Season 6 got really cerebral. The show turned into a fun, bro dialogue-d romp in a field (obviously it’s more than that but that’s the elevator pitch) to extremely surreal (like, more than normal) and nightmare-like existential crisis. Questioning the importance of one’s life and role in the universe. If I had to say that Adventure Time is about anything these days, I’d say it’s about that. But the characters still talk like surfers getting their MFA in glassblowing. Glassblowing isn’t really offered as a major it’s more of an offshoot of glass which is an offshoot of crafts or sculpture depending on what school you’re at. Anyway.
Spoiler time. The finale last season left us with Princess Bubblegum voted out of office and the King of Ooo taking her place, which is the main setup for this string of episodes this week and probably the rest of the season. Or at least throughout the mini-series Stakes which starts its airing on the 16th of this month. There was some other stuff about a comet and Finn’s dad and Gunther’s evil alter-ego but I suggest you go back and watch all that cause I’m not talkin’ ‘bout that stuff right now.
Basically this episode is about the King of Ooo wanting to make money and making Finn and Jake go open a door that’s marked to be dangerous. They find a dragon producing candy juice behind it. Dragon runs away after K.O.O tries to talk to him. Finn and Jake run to tell Bubblegum.
To be blunt, “Bonnie & Neddy” is a very transparent metaphor for autism. See, the titular Neddy is Bubblegum’s brother. They came off the Mother Gum at the same time. She landed softly into water. He landed on a rock. Bonnie describes him as being very sensitive, Finn and Jake describe him as being a wet hot dog. He doesn’t like any outside stimulation (twigs, butterflies, other people, etc.), he doesn’t talk aside from gibberish squeals and screams, the only comfort he takes is sucking tree roots. And wouldn’t you know it, when Neddy sucks on tree roots he sucreets candy juice. Candy juice is essentially water to the Candy Kingdom. So Bubblegum has him locked in a tower sucking on tree roots producing candy juice. As long as he’s happy I guess? Obviously, autism is a wide variety of things. No one person who has it is the same as the other. Neddy here seems to embody someone who would be low functioning. The lack of verbal speech, the immense dislike of stimulation; but the AT writers seem like they saw something on TLC a few years ago about autism and here we are with an episode. A distilled version of the subject, stereotypical almost. I guess that’s what you get in 11 minutes.

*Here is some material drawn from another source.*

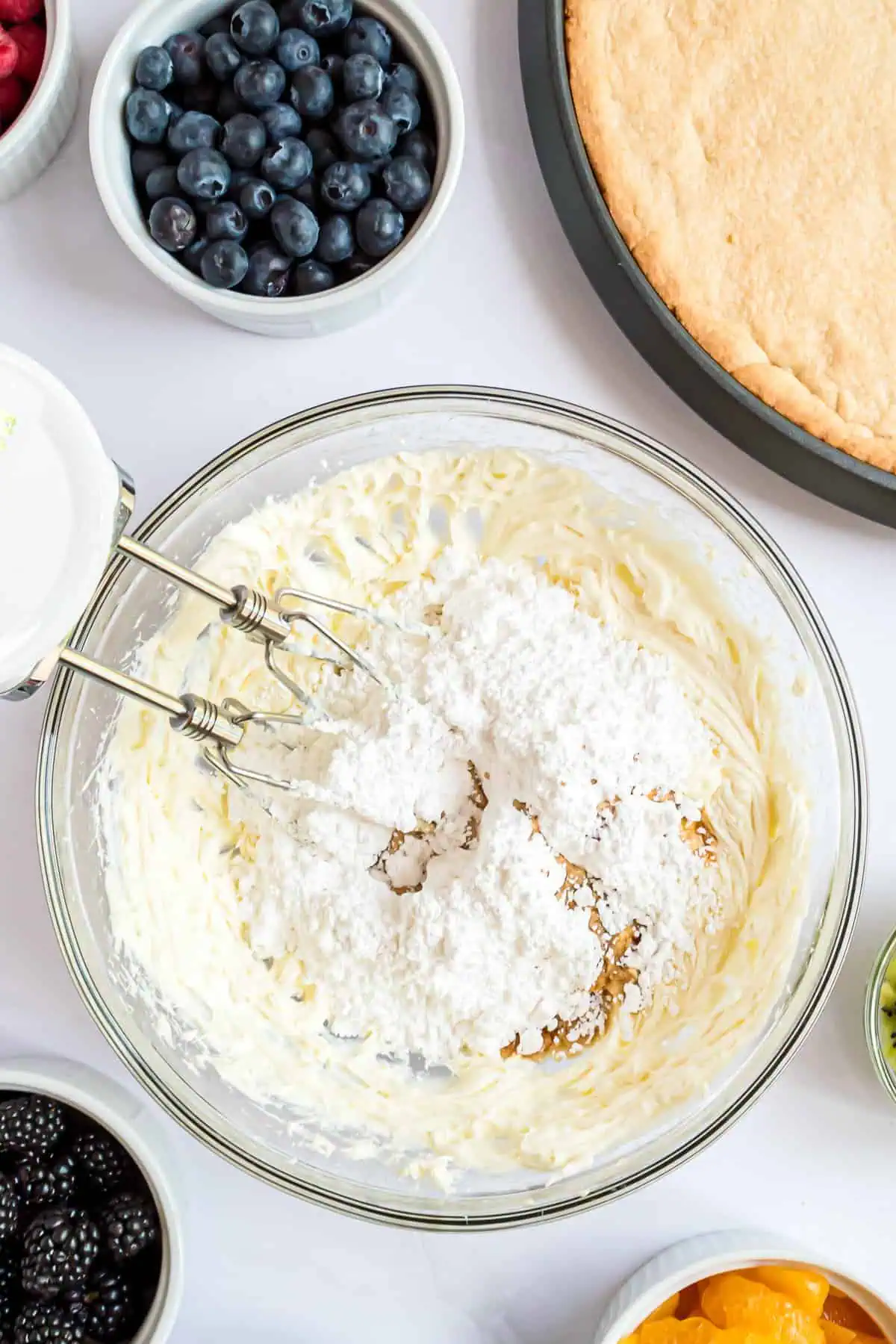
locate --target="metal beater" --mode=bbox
[0,346,379,790]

I don’t know. It leaves a bad taste in my mouth. The episode ends with Bubblegum returning Neddy to his post, who is ecstatic about being back and happily goes back to sucking. Bubblegum tells Finn, and the audience too I guess, “People get built different. We don’t need to figure it out, we just need to respect it.” That’s a solid sentiment for the topic the writers are trying to chase at. But I didn’t really get the sense of respect from this at all.

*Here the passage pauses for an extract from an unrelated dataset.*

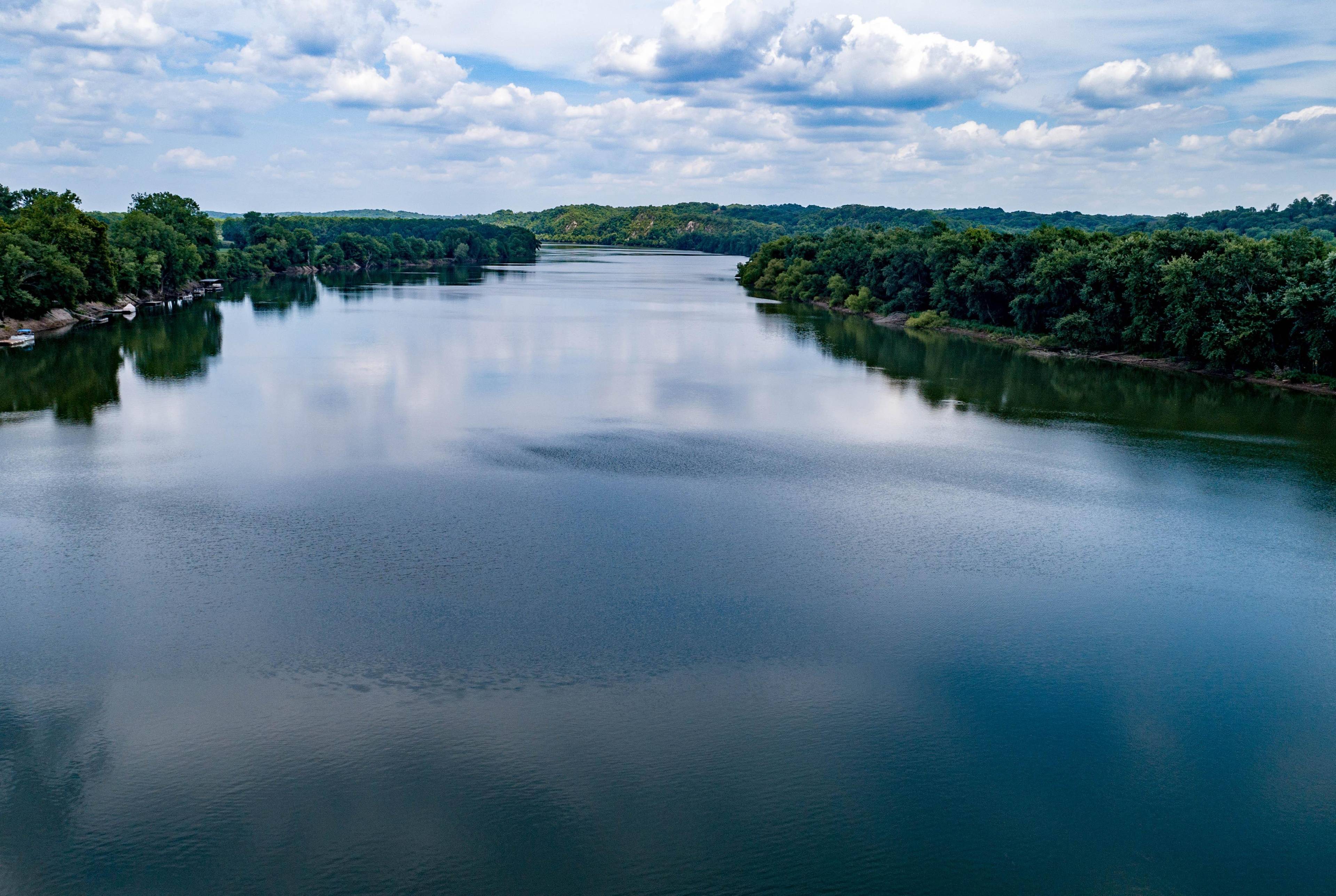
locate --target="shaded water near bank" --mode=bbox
[0,247,1336,895]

I mean, it’s good that Bubblegum was looking out for her brother and putting him in an environment where he was happy; but she was still using him for her own gain. She was using him to build the makeup of the Candy Kingdom, which was her own happiness. She says to Finn in this episode that she missed being in the “shared womb” environment of the Mother Gum, so that’s why she made the candy people. It feels very condescending, as if Neddy is not even a person, he’s just a factory making a product. But he’s happy to be sucking on the roots alone. Some people just roll alone, which is something Bubblegum also tells us this episode. It just really sucks that his sister is using him without his knowledge, his consent. She’s a ruthless leader using whatever exploit she can for the betterment of her people. Even if it’s her own brother and his candy juice flabs. I wonder if she feels bad about it.

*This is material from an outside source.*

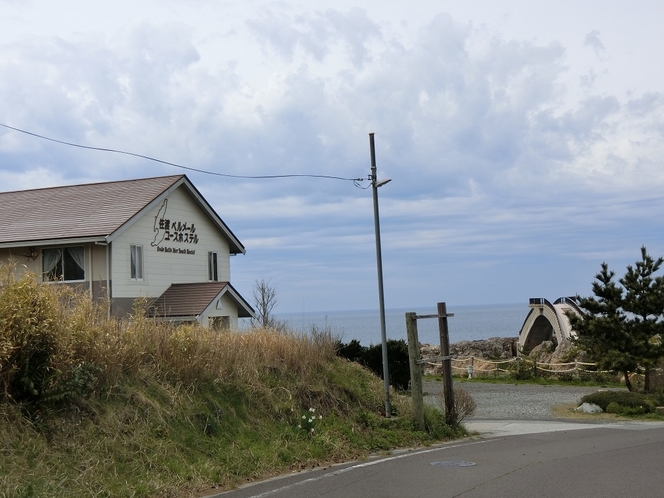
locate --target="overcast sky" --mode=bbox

Bubblegum is…complex to say the least. I feel weird that she’s one of my favorite characters. She’s not a very good person. Or at least she hasn’t been in the past. Since “The Cooler” last season, we’ve been in a slow arc of Bubblegum trying to be a better person and she’s been making some progress. But that arc is definitely going to pick up now that she’s been kicked out of office. She can focus on character development in her cabin.
Tomorrow comes “Varmints”. It’s a Marceline and Bubblegum episode. It’ll be fun. See ya then.
One Comment
It seems to me that Bonnie, herself, displays characteristics of autism spectrum, expressed in her own way. Analytical, calculated, doesn’t express emotion well, struggles with personal relationships, struggles to connect with others, etc.